During the Burlington Arcade's promotion of the film Young Victoria – Queen Victoria was born in 1819, the same year the Burlington Arcade opened as Britain's first shopping arcade – this diamond necklace will be displayed in our centre window. We would be delighted to let you inspect it at closer quarters, so please do not hesitate to come in and see us.
Old cut diamonds
The necklace was made around the time Victoria ascended to the throne (1837) and is set with old cut diamonds. Cut very close to the original shape of a diamond crystal, 19th century old cut diamonds are chunkier and deeper than modern brilliants as the philosophy at that time was to preserve weight rather than cutting the stone to exhibit maximum fire. Some of the light gets lost through the back of the stone, hence the softer look of antique diamond jewellery that many prefer to the glitzy sparkle of 20th century brilliants. Robert Ogden calls them 'the forgotten gems of the candlelight era': antique pieces have a subtle glow seen at its best in flickering candlelight.
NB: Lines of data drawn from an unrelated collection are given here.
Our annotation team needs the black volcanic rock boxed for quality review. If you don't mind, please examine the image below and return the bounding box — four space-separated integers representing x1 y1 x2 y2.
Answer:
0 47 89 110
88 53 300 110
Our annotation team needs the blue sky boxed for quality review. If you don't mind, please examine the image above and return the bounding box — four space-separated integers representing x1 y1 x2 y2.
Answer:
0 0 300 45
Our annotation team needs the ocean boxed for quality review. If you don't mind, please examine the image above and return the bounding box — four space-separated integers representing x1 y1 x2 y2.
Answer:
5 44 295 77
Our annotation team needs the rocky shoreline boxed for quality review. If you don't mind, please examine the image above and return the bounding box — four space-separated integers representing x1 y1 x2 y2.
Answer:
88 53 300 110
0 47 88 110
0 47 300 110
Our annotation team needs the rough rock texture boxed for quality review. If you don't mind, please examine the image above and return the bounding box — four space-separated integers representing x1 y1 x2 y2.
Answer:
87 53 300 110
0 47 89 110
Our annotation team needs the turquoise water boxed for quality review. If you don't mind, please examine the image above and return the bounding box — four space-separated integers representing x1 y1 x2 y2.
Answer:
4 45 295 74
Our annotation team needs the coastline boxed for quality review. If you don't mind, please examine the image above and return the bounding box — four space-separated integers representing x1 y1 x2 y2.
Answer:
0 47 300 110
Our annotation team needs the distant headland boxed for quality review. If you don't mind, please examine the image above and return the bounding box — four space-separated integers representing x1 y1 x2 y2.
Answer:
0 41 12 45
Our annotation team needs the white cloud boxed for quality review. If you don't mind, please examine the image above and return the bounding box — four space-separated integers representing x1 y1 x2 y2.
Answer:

Mounted in silver on yellow gold
Victorian diamond jewellery was usually mounted in silver on yellow gold. To enhance the 'whiteness' of the diamonds, they were mounted in silver and backed by yellow gold – gold is slightly harder than silver and does not stain. Nowadays, most diamond jewellery is mounted in 18ct white gold or platinum, which is harder than gold. Platinum was first used around 1900 and most Edwardian diamond jewellery is mounted in platinum.
Convertible jewellery
Many items of Victorian jewellery are multifunctional. Very often Victorian brooches, for example, have a removable brooch fitting, enabling the piece to be also worn as a pendant, a centre piece for a choker necklace or even as a hair ornament. The Victorians liked this form of economy and multiple function became especially characteristic of diamond jewellery such as hair ornaments and tiaras, which could be converted into necklaces or separated into individual brooches.
Later in life, Queen Victoria developed a fondness for jewellery set with Scottish gemstones, such as Cairngorms (citrines), agates and Tay River pearls (see Scottish Jewellery).